Go Programming

Concurrent Web Scraper in Go


package main

import (
"fmt"
"net/http"
"io/ioutil"
"sync"
)

func fetch(url string, wg *sync.WaitGroup) {
defer wg.Done()

resp, err := http.Get(url)
if err != nil {
fmt.Printf("Error fetching %s: %v\n", url, err)
return
}

defer resp.Body.Close()

body, err := ioutil.ReadAll(resp.Body)
if err != nil {
fmt.Printf("Error reading response body from %s: %v\n", url, err)
return
}

fmt.Printf("Fetched %s: %d bytes\n", url, len(body))
}

func main() {
urls := []string{
"https://www.example.com",
"https://www.google.com",
"https://www.github.com",
}

var wg sync.WaitGroup

for _, url := range urls {
wg.Add(1)
go fetch(url, &wg)
}

wg.Wait()
fmt.Println("All fetches completed.")
}

In this Go script, we are creating a concurrent web scraper that fetches data from multiple websites concurrently.

We start by importing necessary packages: “fmt” for printing, “net/http” for making HTTP requests, “io/ioutil” for reading response bodies, and “sync” for synchronization primitives.

We define a `fetch` function that takes a URL and a pointer to a `sync.WaitGroup`. Inside the function, we make an HTTP GET request to the URL, read the response body, and print the size of the fetched data.

In the `main` function, we define a list of URLs to scrape. We then create a `sync.WaitGroup` to coordinate the concurrent fetching of URLs.
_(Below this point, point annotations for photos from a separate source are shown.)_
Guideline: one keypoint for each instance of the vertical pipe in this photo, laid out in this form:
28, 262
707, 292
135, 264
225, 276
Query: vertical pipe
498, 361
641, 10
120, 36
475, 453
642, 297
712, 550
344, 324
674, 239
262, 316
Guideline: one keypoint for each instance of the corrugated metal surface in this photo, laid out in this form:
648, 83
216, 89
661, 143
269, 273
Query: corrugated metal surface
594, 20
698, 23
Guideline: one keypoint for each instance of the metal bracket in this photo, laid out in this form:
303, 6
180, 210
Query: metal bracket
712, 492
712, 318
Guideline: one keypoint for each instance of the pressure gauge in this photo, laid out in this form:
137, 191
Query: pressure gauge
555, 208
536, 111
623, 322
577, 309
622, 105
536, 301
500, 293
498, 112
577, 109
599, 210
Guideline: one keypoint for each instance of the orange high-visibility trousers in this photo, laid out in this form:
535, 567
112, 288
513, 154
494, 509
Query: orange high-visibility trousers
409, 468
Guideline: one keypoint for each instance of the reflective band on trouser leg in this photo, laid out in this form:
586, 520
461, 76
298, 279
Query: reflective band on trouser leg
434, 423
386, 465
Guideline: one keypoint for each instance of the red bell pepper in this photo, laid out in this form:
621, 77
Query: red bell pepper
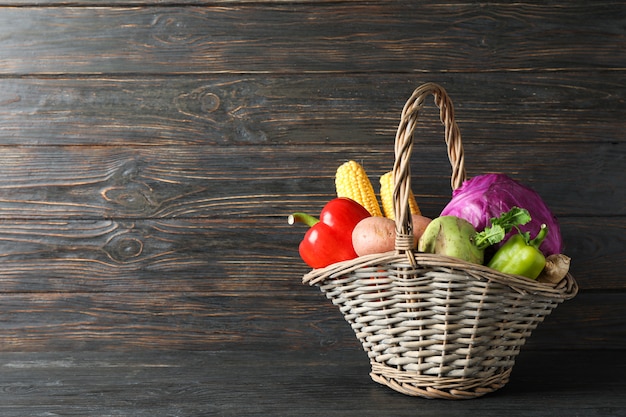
329, 239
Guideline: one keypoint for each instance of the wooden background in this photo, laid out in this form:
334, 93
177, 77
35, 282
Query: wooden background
151, 151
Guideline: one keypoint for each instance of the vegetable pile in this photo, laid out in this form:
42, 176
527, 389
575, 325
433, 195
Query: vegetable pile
491, 220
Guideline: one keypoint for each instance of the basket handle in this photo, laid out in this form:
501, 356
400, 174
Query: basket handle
403, 149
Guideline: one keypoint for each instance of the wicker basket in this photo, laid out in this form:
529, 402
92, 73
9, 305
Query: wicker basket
435, 326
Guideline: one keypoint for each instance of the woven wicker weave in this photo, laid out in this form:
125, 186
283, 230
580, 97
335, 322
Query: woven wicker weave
435, 326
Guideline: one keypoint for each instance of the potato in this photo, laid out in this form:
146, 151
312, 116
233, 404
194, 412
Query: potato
374, 234
420, 223
378, 234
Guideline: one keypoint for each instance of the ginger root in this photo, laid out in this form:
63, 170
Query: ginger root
557, 266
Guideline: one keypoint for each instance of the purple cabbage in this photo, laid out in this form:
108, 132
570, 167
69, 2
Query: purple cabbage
486, 196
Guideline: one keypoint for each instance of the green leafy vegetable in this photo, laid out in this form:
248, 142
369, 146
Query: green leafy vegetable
501, 226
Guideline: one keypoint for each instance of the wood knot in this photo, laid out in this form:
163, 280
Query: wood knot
197, 103
123, 248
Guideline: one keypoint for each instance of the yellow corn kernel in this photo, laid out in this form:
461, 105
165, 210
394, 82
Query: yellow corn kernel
386, 197
351, 181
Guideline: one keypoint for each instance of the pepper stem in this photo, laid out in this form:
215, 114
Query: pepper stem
536, 242
302, 218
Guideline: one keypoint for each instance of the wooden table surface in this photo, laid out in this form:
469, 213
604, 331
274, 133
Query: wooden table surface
152, 150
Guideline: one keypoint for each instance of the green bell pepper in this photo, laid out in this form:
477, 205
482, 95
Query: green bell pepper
520, 255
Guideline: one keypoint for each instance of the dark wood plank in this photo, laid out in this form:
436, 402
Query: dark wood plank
348, 110
363, 37
210, 182
287, 383
218, 254
240, 314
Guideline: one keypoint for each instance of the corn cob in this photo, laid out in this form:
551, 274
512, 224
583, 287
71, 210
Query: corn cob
386, 197
351, 181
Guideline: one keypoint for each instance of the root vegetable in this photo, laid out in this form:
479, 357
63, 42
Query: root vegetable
377, 234
557, 266
374, 234
451, 236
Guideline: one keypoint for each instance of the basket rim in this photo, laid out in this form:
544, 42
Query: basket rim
566, 289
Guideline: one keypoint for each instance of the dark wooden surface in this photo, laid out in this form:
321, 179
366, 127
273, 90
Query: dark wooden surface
151, 151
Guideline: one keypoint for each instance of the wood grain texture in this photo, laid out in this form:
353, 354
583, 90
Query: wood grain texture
353, 37
345, 110
166, 383
151, 151
243, 315
197, 254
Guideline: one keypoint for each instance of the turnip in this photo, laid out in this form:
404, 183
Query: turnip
451, 236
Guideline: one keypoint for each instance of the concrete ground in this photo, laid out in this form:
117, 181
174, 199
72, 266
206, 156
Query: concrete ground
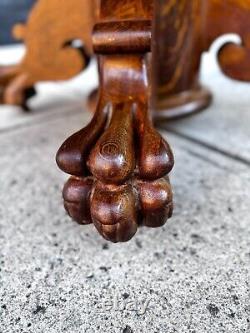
191, 276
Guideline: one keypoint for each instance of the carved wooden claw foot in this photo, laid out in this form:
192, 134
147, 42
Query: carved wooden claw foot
118, 163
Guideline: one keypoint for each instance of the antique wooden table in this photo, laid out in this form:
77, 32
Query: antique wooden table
148, 54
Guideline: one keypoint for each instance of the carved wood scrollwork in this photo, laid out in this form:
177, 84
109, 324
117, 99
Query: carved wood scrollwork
231, 16
119, 162
49, 35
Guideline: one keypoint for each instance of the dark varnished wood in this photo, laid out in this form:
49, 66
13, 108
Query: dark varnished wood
50, 54
130, 159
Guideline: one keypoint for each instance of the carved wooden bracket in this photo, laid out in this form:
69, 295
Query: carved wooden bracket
119, 162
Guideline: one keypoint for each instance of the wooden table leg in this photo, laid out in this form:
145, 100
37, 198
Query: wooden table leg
119, 162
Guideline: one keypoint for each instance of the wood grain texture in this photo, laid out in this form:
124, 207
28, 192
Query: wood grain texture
130, 159
49, 35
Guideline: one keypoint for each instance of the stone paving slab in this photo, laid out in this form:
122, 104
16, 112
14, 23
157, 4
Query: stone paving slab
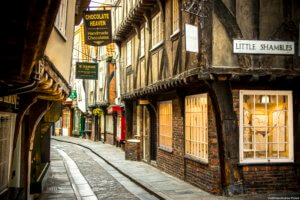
160, 183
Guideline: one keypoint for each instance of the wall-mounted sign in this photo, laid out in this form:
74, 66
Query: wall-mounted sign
86, 70
264, 47
73, 95
191, 36
97, 27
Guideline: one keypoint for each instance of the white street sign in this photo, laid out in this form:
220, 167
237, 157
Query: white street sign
191, 35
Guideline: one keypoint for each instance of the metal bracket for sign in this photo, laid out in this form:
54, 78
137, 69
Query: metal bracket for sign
195, 7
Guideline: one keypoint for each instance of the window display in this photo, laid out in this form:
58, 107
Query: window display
265, 126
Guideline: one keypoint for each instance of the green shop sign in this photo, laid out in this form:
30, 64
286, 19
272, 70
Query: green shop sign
98, 111
86, 70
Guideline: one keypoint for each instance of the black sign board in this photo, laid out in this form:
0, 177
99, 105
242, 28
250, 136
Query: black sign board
86, 70
97, 27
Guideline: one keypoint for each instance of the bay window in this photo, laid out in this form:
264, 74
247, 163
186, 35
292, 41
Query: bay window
266, 126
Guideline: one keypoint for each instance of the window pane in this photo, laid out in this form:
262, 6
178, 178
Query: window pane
272, 151
265, 125
285, 151
248, 154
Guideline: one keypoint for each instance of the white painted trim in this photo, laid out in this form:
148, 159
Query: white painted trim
290, 125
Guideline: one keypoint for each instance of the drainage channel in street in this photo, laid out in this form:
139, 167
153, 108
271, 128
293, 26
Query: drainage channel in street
104, 181
79, 184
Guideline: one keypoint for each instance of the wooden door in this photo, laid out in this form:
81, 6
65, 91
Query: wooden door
146, 134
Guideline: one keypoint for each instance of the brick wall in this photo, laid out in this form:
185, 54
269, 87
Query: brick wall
205, 176
265, 178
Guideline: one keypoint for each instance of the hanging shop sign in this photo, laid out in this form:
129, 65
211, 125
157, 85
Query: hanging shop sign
97, 27
86, 70
73, 95
263, 47
98, 112
191, 38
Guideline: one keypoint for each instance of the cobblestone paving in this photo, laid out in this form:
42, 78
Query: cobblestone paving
58, 185
101, 182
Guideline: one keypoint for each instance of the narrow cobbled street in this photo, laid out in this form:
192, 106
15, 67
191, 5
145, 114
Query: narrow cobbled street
76, 173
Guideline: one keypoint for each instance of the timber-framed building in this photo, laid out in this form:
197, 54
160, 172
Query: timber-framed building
225, 122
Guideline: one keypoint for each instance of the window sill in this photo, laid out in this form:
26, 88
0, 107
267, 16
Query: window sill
157, 46
175, 35
169, 150
196, 159
277, 163
61, 34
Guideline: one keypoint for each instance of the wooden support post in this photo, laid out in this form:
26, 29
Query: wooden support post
129, 118
221, 94
37, 111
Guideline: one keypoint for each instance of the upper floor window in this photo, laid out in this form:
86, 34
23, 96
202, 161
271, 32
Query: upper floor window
157, 35
165, 124
196, 127
61, 18
266, 126
128, 53
142, 52
175, 16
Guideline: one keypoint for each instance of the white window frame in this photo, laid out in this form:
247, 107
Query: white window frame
290, 126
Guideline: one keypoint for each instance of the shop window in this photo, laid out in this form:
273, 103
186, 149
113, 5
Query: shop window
7, 128
196, 128
165, 124
266, 126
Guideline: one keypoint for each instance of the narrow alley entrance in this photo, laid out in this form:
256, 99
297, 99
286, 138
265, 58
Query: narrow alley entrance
77, 173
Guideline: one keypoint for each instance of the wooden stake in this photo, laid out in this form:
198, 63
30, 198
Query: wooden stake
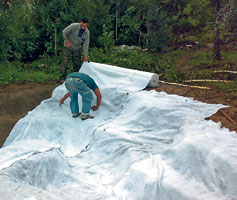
225, 71
228, 117
206, 80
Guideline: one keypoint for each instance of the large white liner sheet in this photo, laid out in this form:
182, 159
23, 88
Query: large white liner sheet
141, 145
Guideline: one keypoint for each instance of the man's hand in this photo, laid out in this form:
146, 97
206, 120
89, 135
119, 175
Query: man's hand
69, 44
64, 97
85, 59
61, 101
94, 108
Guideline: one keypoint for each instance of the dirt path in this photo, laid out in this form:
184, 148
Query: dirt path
17, 100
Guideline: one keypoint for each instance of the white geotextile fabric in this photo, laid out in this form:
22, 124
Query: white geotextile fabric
141, 145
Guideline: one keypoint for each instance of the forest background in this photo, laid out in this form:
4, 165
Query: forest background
184, 41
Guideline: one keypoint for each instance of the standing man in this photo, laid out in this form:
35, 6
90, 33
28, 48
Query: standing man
83, 84
75, 35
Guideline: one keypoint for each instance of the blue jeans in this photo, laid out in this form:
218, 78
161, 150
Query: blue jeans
75, 86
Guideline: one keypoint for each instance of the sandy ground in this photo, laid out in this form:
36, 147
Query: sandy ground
17, 100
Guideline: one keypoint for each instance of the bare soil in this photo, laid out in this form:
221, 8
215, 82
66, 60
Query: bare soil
17, 100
We iterate over the URLs, increment the `WaitGroup`, and launch a goroutine to fetch each URL concurrently.

After launching all goroutines, we wait for all of them to finish by calling `wg.Wait()`. Once all fetches are completed, we print a message indicating that all fetches have been completed.

This script demonstrates how to use goroutines and `sync.WaitGroup` in Go to fetch data from multiple websites concurrently.